Andrea Prete, presidente di Unioncamere
“Le medie imprese industriali italiane restano uno dei pilastri più solidi del nostro sistema produttivo, per capacità competitiva, presenza nelle filiere e apertura ai mercati esteri” ha detto Andrea Prete, Presidente di Unioncamere.
“Proprio per questo, l’aumento dell’incertezza internazionale e la volatilità dei costi energetici e delle materie prime non vanno sottovalutati: possono ridurre il potenziale di crescita di queste imprese. Occorre accompagnare questi campioni del made in Italy con politiche industriali, strumenti finanziari e servizi territoriali capaci di rafforzarne resilienza e investimenti”.
Gabriele Barbaresco, direttore Area Studi Mediobanca
“I risultati ottenuti dalle medie imprese manifatturiere italiane negli ultimi trent’anni sono molto positivi, ma restano ancora ampi spazi di miglioramento. Nell’indagine di quest’anno emerge un dato significativo: solo 2 imprese su 10 ritengono di avere strumenti adeguati per affrontare l’incertezza”.
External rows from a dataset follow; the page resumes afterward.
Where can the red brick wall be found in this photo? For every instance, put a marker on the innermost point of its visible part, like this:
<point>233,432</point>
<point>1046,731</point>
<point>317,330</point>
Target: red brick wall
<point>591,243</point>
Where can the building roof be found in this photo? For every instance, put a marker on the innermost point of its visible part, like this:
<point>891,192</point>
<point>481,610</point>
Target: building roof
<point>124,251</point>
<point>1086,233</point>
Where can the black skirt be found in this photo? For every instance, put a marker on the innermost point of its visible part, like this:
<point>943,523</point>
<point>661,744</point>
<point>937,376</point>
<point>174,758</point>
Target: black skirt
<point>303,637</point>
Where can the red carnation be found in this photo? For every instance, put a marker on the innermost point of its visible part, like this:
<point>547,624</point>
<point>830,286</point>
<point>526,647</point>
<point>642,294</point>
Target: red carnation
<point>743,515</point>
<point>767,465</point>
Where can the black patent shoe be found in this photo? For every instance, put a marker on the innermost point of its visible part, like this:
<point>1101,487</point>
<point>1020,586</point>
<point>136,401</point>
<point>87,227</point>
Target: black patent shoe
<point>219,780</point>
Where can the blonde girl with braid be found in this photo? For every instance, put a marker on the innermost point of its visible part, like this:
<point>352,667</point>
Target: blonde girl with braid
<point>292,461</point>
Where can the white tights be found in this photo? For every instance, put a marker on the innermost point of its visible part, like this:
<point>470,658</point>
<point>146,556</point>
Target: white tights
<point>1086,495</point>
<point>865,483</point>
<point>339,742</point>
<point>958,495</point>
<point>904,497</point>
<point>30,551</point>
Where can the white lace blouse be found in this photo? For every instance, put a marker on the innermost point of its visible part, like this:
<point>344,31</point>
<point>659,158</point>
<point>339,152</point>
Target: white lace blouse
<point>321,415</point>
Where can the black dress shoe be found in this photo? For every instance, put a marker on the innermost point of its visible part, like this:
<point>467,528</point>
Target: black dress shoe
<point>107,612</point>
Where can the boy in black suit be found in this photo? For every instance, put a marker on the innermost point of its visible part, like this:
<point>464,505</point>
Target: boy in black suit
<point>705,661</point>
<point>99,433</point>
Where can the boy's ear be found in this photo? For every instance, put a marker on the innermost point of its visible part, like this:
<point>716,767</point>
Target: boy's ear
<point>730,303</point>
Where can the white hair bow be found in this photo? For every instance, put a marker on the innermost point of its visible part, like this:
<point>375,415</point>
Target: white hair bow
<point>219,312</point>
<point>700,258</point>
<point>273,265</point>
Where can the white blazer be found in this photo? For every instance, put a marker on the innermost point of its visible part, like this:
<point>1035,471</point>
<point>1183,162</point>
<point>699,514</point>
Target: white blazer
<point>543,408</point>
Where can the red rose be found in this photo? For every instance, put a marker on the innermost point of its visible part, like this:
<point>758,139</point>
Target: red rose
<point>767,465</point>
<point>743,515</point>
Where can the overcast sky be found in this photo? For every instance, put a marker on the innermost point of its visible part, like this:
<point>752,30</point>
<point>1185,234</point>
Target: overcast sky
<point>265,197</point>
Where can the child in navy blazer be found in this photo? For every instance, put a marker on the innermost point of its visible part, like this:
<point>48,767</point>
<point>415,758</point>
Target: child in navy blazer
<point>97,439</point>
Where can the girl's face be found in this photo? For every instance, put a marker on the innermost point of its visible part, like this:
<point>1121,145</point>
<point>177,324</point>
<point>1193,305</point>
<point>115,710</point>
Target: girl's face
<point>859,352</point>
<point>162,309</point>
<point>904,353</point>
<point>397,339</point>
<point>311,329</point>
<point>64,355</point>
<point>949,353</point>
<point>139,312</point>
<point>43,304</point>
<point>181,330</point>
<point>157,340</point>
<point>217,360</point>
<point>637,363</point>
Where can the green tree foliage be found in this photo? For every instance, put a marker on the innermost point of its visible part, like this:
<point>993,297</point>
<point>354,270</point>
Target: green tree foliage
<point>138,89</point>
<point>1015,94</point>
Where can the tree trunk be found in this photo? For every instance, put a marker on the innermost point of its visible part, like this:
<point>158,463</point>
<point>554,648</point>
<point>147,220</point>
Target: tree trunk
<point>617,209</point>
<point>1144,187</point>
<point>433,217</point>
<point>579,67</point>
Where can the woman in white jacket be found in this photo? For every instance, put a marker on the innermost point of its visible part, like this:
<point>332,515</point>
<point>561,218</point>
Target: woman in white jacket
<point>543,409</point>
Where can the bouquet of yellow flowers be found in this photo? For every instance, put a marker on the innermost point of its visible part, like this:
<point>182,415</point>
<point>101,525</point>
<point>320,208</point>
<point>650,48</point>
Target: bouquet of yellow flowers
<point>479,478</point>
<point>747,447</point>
“È un tema centrale per l’imprenditore, perché la capacità di creare profitto nasce proprio dal saper prendere decisioni in contesti incerti. In questa prospettiva, il modello anglosassone propone l’istituzione di un Future Readiness Committee, pensato per supportare il top management nell’analisi degli scenari più complessi e nella definizione delle iniziative necessarie”, sostiene Gabriele Barbaresco, Direttore dell’Area Studi Mediobanca.
Giuseppe Molinari, presidente Centro Studi Tagliacarne
“Le medie imprese sono uno dei punti di forza del capitalismo familiare italiano: imprese solide, radicate nei territori e capaci di competere anche sui mercati internazionali” ha detto Giuseppe Molinari, Presidente del Centro Studi Guglielmo Tagliacarne.
“La loro competitività futura passerà però dalla capacità di coniugare la continuità del modello imprenditoriale con una trasformazione più profonda, fatta di investimenti nelle tecnologie più avanzate e nel capitale umano. Perché l’innovazione genera valore soprattutto quando le imprese riescono a integrare nuove tecnologie, competenze qualificate e formazione”.

Massimo Guasconi, presidente Camera Commercio di Arezzo-Siena
“Oggi le medie imprese italiane, strettamente connesse alle dinamiche geopolitiche globali, devono accelerare la trasformazione interna e abbracciare l’innovazione per rimanere competitive”, commenta Massimo Guasconi, Presidente Camera di Commercio di Arezzo-Siena.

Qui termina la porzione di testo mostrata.